No matter how hard Ankara tries to solve this problem, it will not be so easy. The key countries in the Qatar crisis are primarily the US, Saudi Arabia, Egypt and the UAE. And in order to conclude whether Ankara has chances to become a mediator between these countries and Qatar, it is necessary to look at Turkey’s relations with these countries separately.

Turkey and the US

The US and Turkey have close relations. But there is a crisis in these relations. First of all, this is connected with the US providing Kurdistan Workers’ Party (PKK) and the Democratic Union Party (PYD), considered as terrorist groups in Turkey, with weapons in the operations against the so-called Islamic State (IS aka ISIS/ISIL) in Syria.

Secondly, despite Turkey’s all efforts, the US has not yet extradited leader of the Hizmet movement Fethullah Gulen, who was involved in the recent military coup attempt in Turkey.

The media is silent about another important thing. The Trump administration looks at the IS and the Muslim Brotherhood within one and the same context, while Muslim Brotherhood is not considered by Turkey as a terrorist organization.

Turkey and Egypt

After General Abdel-Fattah Al-Sisi overthrew Egyptian President Mohamed Morsi in July 2013, who was a member of Muslim Brotherhood, the relations between Turkey and Egypt greatly deteriorated.

Erdogan did not recognize legitimacy of Al-Sisi’s presidency. Despite Egypt was an important country for Turkey, Ankara lost Egypt as a partner for an indefinite period. And despite all the attempts by the Turkish authorities to improve relations with Egypt, everything has turned out to be ineffective.

Turkey and the UAE

Although at first sight the Turkey-UAE relations seem to be normal, these relations are also in state of crisis.

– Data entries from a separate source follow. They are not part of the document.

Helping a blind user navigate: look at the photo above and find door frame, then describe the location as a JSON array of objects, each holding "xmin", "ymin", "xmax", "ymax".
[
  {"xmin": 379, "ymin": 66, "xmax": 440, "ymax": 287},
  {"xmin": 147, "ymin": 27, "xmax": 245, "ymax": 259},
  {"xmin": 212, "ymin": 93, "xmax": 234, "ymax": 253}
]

Earlier, the UAE accused Turkey of supporting the IS terrorists in Syria and providing them with weapons in Libya.

Meanwhile, the Turkish media claim that the UAE was one of the "sponsors" of the July 15, 2016 military coup attempt. Despite Turkish and UAE foreign ministers solved this issue, there is still tension in the relations between Ankara and Abu Dhabi.

So, Turkey has problems with the mentioned countries, except for Saudi Arabia. Taking all this into account, Turkey has still no chance to mediate in the Qatar crisis.